Le président Trump a fait de « l’alliance » avec l’agitateur qu’est l’Arabie saoudite, une pièce centrale de sa politique étrangère chaotique. Mais les dernières manœuvres pour le pouvoir à Ryad pourraient provoquer des tensions inattendues, d’après Paul R. Pillar, ex-analyste à la CIA.
Un pays étranger peut être un partenaire problématique pour les États-Unis et ce pour deux raisons principales, qui s’appliquent toutes deux à l’Arabie saoudite. La première concerne la politique étrangère de ce partenaire, qui peut aller de peu judicieuse à totalement immorale, voire attirer les USA dans des conflits où ils ne sont pas ou ne devraient pas être impliqués.
La guerre calamiteuse menée par l’Arabie saoudite au Yémen est actuellement l’exemple le plus frappant de ce type de problème. Plus récemment, il y a eu l’offensive économique et diplomatique contre le Qatar. Offensive qui a fait vaciller les aspirations de l’administration Trump concernant la sécurité de la région et qui, cette semaine, a conduit le département d’État [équivalent du ministère des Affaires étrangères, NdT] à émettre des remontrances embarrassées.
Le second problème peut être une fragilité interne qui fait courir le risque au régime étranger de s’effondrer soudainement.
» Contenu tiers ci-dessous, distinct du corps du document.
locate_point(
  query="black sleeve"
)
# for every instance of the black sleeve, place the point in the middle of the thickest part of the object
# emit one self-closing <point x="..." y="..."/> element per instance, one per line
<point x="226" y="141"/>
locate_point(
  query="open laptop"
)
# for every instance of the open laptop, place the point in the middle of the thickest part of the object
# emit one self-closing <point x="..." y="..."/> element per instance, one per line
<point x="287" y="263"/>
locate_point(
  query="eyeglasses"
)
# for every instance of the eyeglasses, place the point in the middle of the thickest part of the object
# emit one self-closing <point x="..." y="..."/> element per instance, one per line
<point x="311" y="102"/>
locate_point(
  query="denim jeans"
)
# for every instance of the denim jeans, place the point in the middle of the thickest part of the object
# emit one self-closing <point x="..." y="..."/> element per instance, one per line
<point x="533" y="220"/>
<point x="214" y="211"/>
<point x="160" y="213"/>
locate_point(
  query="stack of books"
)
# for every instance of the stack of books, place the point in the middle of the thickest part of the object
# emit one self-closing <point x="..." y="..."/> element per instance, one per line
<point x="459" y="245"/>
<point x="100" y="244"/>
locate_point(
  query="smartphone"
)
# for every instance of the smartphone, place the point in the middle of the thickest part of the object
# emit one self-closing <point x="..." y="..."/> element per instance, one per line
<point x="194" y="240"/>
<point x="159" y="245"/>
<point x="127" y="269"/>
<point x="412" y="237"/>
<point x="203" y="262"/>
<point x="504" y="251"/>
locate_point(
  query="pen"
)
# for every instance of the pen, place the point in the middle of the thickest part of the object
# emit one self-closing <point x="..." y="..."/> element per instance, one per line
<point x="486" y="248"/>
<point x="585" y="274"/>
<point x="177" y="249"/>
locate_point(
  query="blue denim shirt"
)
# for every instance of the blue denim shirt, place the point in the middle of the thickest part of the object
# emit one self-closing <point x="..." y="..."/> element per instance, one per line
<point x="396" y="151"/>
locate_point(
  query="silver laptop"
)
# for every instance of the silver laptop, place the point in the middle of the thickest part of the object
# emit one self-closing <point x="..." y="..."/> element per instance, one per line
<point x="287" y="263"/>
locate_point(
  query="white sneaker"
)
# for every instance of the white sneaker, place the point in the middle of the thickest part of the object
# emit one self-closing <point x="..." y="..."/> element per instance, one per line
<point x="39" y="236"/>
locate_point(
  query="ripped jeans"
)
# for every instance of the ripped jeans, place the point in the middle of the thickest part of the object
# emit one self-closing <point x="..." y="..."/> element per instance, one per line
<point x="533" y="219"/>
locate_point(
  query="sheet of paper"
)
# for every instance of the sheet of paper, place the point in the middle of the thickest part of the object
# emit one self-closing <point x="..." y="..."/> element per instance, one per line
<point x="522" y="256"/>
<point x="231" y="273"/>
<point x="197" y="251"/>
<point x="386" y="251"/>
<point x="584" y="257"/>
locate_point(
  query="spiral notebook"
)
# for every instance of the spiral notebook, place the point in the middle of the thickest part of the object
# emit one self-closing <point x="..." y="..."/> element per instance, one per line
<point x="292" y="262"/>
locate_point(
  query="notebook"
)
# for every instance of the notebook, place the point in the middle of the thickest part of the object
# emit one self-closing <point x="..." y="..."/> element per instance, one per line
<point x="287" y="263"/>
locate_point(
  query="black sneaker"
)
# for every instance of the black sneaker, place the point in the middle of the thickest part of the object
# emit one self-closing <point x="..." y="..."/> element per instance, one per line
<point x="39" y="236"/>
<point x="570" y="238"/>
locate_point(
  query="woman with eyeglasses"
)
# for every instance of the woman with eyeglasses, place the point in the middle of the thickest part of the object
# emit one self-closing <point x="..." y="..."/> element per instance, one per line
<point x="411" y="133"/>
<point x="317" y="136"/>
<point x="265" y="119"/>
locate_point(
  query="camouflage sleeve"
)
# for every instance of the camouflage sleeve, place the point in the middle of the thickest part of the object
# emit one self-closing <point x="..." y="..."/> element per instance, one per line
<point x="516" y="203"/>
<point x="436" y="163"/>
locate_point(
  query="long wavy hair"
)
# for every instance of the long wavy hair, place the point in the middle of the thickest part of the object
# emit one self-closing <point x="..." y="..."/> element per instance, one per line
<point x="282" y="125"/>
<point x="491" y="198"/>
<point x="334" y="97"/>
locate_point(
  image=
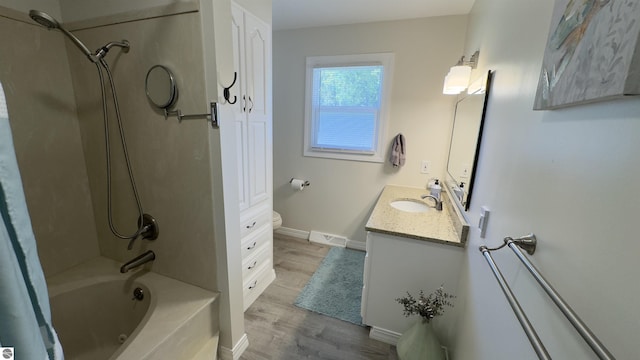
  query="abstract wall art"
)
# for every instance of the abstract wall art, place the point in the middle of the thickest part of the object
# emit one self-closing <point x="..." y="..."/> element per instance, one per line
<point x="592" y="53"/>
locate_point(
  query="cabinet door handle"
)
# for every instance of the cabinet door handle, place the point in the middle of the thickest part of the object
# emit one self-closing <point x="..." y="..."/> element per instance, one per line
<point x="253" y="285"/>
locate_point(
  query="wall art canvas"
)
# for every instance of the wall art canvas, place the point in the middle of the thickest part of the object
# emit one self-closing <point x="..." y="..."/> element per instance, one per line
<point x="592" y="53"/>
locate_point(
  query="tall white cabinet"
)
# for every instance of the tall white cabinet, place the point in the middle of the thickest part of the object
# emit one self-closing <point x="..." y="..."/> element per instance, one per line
<point x="253" y="131"/>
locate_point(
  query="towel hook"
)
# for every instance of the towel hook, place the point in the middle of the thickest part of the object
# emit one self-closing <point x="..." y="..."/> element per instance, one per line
<point x="227" y="93"/>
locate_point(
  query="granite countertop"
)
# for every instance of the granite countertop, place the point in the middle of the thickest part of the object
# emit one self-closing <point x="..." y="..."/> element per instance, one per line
<point x="433" y="225"/>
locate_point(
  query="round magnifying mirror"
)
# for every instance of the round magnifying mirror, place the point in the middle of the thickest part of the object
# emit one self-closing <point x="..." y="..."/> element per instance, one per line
<point x="161" y="87"/>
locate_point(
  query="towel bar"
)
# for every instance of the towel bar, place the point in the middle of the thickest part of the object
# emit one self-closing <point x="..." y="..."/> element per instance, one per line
<point x="528" y="243"/>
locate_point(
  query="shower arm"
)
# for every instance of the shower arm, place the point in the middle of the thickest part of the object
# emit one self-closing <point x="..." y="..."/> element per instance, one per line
<point x="102" y="52"/>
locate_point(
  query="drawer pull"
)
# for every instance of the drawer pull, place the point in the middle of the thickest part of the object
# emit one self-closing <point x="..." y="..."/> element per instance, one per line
<point x="253" y="285"/>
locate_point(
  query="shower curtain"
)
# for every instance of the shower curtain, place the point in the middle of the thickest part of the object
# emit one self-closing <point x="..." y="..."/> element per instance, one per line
<point x="25" y="315"/>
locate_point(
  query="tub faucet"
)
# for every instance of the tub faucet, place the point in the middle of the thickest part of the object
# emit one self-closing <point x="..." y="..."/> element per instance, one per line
<point x="438" y="201"/>
<point x="138" y="261"/>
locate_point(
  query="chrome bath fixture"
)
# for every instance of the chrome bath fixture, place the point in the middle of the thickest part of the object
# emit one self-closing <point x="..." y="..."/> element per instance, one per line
<point x="147" y="225"/>
<point x="438" y="201"/>
<point x="50" y="23"/>
<point x="138" y="261"/>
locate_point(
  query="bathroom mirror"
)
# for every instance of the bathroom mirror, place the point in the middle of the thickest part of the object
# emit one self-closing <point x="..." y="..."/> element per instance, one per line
<point x="161" y="88"/>
<point x="465" y="139"/>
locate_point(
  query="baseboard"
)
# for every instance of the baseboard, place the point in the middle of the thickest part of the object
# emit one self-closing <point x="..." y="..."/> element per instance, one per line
<point x="295" y="233"/>
<point x="357" y="245"/>
<point x="237" y="351"/>
<point x="384" y="335"/>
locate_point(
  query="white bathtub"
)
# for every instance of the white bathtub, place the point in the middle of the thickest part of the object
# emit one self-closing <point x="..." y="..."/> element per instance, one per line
<point x="97" y="318"/>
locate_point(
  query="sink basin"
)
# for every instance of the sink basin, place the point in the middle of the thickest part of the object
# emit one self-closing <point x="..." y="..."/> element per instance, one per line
<point x="410" y="205"/>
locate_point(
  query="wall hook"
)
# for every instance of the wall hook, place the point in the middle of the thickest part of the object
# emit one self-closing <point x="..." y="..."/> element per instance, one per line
<point x="227" y="93"/>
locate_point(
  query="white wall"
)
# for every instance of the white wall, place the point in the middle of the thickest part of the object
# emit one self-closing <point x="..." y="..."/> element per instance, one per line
<point x="342" y="193"/>
<point x="78" y="10"/>
<point x="568" y="176"/>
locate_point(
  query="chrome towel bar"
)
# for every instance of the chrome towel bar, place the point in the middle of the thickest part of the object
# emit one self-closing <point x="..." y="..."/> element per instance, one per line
<point x="528" y="243"/>
<point x="538" y="347"/>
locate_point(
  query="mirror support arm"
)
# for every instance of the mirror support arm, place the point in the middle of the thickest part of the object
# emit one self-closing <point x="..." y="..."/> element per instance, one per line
<point x="212" y="116"/>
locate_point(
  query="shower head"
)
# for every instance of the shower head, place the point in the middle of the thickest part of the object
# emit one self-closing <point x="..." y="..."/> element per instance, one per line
<point x="49" y="22"/>
<point x="44" y="19"/>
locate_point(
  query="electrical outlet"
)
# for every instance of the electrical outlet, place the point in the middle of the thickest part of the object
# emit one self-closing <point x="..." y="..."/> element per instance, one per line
<point x="425" y="167"/>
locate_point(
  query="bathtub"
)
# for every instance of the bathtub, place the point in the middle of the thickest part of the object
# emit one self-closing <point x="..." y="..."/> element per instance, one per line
<point x="99" y="317"/>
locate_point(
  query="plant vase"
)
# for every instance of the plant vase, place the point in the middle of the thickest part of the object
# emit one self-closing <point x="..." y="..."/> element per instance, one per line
<point x="419" y="342"/>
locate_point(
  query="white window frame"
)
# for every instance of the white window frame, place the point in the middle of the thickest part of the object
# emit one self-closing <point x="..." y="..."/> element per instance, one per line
<point x="377" y="59"/>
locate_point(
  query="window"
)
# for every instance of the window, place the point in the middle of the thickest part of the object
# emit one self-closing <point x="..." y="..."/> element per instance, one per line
<point x="346" y="106"/>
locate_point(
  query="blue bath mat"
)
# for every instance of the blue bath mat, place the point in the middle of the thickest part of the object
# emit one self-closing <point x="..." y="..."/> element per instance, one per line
<point x="335" y="289"/>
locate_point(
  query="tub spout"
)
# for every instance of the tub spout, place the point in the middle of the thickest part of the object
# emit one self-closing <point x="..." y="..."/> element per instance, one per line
<point x="138" y="261"/>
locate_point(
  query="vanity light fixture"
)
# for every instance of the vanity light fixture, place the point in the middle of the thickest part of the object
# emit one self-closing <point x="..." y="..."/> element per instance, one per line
<point x="457" y="80"/>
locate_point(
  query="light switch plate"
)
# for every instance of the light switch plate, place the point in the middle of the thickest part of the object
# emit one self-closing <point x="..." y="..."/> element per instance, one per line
<point x="484" y="220"/>
<point x="425" y="167"/>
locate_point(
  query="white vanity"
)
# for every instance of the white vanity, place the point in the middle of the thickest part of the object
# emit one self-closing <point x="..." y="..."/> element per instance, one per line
<point x="408" y="251"/>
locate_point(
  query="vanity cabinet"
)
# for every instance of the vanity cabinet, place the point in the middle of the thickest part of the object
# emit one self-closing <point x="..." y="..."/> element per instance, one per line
<point x="253" y="130"/>
<point x="394" y="265"/>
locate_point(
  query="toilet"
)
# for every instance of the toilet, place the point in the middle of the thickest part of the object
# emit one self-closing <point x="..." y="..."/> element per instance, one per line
<point x="277" y="221"/>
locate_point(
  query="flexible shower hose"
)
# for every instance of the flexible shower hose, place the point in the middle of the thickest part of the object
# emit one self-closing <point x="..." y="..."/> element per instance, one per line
<point x="105" y="116"/>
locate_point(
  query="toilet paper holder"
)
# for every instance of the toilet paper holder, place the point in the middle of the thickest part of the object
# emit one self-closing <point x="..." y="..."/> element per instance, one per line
<point x="306" y="183"/>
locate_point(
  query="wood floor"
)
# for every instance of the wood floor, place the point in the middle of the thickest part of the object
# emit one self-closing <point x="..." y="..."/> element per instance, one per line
<point x="279" y="330"/>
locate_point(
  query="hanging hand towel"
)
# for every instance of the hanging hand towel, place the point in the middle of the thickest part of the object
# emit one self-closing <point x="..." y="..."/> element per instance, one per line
<point x="398" y="148"/>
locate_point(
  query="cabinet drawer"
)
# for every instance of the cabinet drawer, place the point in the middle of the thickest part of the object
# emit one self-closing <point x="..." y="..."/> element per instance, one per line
<point x="256" y="240"/>
<point x="254" y="220"/>
<point x="257" y="284"/>
<point x="256" y="261"/>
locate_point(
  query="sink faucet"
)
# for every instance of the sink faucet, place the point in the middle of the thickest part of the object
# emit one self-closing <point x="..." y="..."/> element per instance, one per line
<point x="438" y="201"/>
<point x="138" y="261"/>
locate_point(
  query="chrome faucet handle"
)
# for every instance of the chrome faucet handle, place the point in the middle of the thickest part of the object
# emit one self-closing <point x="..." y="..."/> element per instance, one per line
<point x="436" y="199"/>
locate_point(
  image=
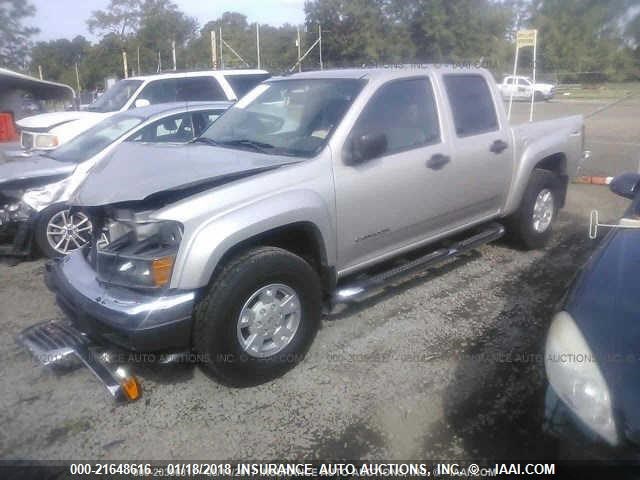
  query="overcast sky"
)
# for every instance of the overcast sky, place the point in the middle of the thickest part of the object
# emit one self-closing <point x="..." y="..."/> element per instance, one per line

Ceci impliquerait que non seulement le partenariat avec les USA s’effondrerait également mais qu’il y aurait également le risque potentiel que le partenariat privilégié des États-Unis avec l’ancien régime leur vaille l’animosité durable des nouveaux dirigeants et de la population mécontente après avoir soutenu le changement politique.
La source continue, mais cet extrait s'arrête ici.